Most cars wear out by then, so why shouldn’t your knees? More than 400,000 people will need knee replacements this year. But before the Generation X’ers go for the total trade-in, there’s a new option that will keep younger knees in place longer.
To learn more, please read the doctor’s interview below:
Anthony Miniaci, M.D., Director of the Cleveland Clinic Sports Health Center in Cleveland, Ohio, explains how a new partial knee implant may delay the need for a total replacement.
Why did you invent the Unicap?
Dr. Anthony Miniaci: In collaboration with an engineer, we came up with the idea of a resurfacing implant for younger patients who are not ready for the conventional knee implant designs, but needed something done which was a little different than what we had to offer them. They really had run out of options that we had available to them and had nothing available to them other than a traditional total knee replacement.
Are you finding that a lot of younger people need knee replacements?
Dr. Miniaci: It's amazing that we thought that there was a number of patients out there just from personal experience and my own practice, but now that the people are hearing about this, everybody's coming out of the woodwork with these types of problems.
Does the Unicap target a certain age?
Dr. Miniaci: We designed it originally for the patient who was sort of between 40 and 55, who was very active, and wanted to maintain their activity level. That's the ideal patient – someone who had early arthritis, didn't have a lot of erosion of bone or cartilage, but had some arthritis that needed to be treated. That's what this was originally designed for.
What's the difference between this and just resurfacing or a traditional knee replacement?
Dr. Miniaci: This is actually a partial resurfacing.
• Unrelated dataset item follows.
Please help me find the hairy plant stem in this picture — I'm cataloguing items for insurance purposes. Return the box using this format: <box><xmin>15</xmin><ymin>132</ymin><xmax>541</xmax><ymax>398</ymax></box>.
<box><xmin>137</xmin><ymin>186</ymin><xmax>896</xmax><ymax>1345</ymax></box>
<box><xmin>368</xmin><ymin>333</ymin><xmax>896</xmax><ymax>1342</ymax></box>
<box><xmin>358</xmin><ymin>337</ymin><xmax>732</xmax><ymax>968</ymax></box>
We are resurfacing small areas of the knee joint, and we can mix and match, depending on the implants that we have available, to resurface the areas which are arthritic in patients' knee joints as opposed to resurfacing or replacing the whole knee joint, itself.
What are the symptoms of the patients that need the Unicap as opposed to those who would need a total knee resurfacing?
Dr. Miniaci: The classic profile is someone who is an athlete who injured their knee many years ago and maybe already had a previous operation where they've had some cartilage removed or a meniscus tear and now they've developed some early arthritis in their knee. They're still very active – they run, or they do sports, or they cycle, and they're having pain on the inside part of their knee and they can't do their activities. They're limited by pain, mainly.
When you're changing that much bone, is there a lot more recovery?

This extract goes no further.